IL GAP TRA NORD E SUD
«Gli squilibri retributivi presenti tra le diverse aree del nostro Paese, come, ad esempio, tra Nord e Sud, ma anche tra le aree urbane e quelle rurali. Questione che le parti sociali hanno tentato di risolvere, dopo l’abolizione delle cosiddette gabbie salariali avvenuta nei primi anni ’70 del secolo scorso, attraverso l’impiego del contratto collettivo nazionale del lavoro (CCNL). L’applicazione, però, ha prodotto solo in parte gli effetti sperati».

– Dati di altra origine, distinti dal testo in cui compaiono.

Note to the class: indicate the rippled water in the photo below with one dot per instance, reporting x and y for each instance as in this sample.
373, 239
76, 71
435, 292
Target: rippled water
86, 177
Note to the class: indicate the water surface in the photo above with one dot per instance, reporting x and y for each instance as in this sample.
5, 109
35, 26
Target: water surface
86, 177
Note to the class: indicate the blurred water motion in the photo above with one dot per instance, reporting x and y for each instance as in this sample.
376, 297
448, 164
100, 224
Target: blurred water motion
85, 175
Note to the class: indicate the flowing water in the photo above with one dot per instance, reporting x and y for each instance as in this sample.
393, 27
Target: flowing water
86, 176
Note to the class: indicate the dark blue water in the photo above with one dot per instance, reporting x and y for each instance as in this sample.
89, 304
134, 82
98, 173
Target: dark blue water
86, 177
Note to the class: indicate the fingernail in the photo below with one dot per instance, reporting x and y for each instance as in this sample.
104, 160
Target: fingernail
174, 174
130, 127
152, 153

«Le disuguaglianze salariali - aggiunge l’analisi - tra le ripartizioni geografiche sono rimaste perché nel settore privato le multinazionali, le utilities, le imprese medio-grandi, le società finanziarie-assicurative-bancarie - che tendenzialmente riconoscono ai propri dipendenti stipendi molto più elevati della media - sono ubicate prevalentemente nelle aree metropolitane del Nord. Le tipologie di aziende appena richiamate, infatti, dispongono di una quota di personale con qualifiche professionali sul totale molto elevata (manager, dirigenti, quadri, tecnici), con livelli di istruzione alti a cui va corrisposto uno stipendio importante. Infine, non va nemmeno scordato che il lavoro irregolare è diffuso soprattutto nel Mezzogiorno e da sempre questa piaga sociale ed economica provoca un abbassamento dei salari contrattualizzati dei settori (agricoltura, servizi alla persona, commercio, etc.), ubicati nelle aree interessate da questo fenomeno».
DIFFERENZE RIDOTTE
«Se invece di comparare il dato medio tra aree geografiche diverse lo facciamo tra lavoratori dello stesso settore, le differenze territoriali si riducono e mediamente sono addirittura più contenute di quelle presenti in altri paesi europei. Pertanto, possiamo dire che in Italia le disuguaglianze salariali a livello geografico sono importanti, ma, grazie a un preponderante ricorso alla contrattazione centralizzata, abbiamo differenziali più contenuti rispetto agli altri Paesi. Per contro, la scarsa diffusione in Italia della contrattazione decentrata – istituto, ad esempio, molto diffuso in Germania – non consente ai salari reali di rimanere agganciati all’andamento dell’inflazione, al costo delle abitazioni e ai livelli di produttività locale, facendoci scontare anche dei gap retributivi medi con gli altri paesi molto importanti».
SALARIO MINIMO? MEGLIO ALTRI STRUMENTI
«Il problema dei lavoratori poveri non parrebbe riconducibile ai minimi tabellari troppo bassi, ma al fatto che durante l’anno queste persone lavorano un numero di giornate molto contenuto. Pertanto, più che a istituire un minimo salariale per legge andrebbe contrastato l’abuso di alcuni contratti a tempo ridotto» spiega la nota della Cgia. Che aggiunge: «Per innalzare gli stipendi dei lavoratori dipendenti, in particolar modo di quelli con qualifiche professionali minori, bisognerebbe continuare nel taglio dell’Irpef e diffondere maggiormente la contrattazione decentrata. Avendo una delle percentuali relative al numero di lavoratori coperto dalla contrattazione collettiva nazionale tra le più alte a livello europeo (95 per cento del totale dei lavoratori dipendenti), dovremmo “spingere” per diffondere ulteriormente anche la contrattazione di secondo livello, premiando, in particolar modo, la decontribuzione e il raggiungimento di obbiettivi di produttività, anche ricorrendo ad accordi diretti tra gli imprenditori e i propri dipendenti». «Così facendo, daremmo una risposta soprattutto alle maestranze del Nord e in particolar modo delle aree più urbanizzate del Paese che, a seguito del boom dell’inflazione, in questi ultimi due anni hanno subito, molto più degli altri, una spaventosa perdita del potere d’acquisto».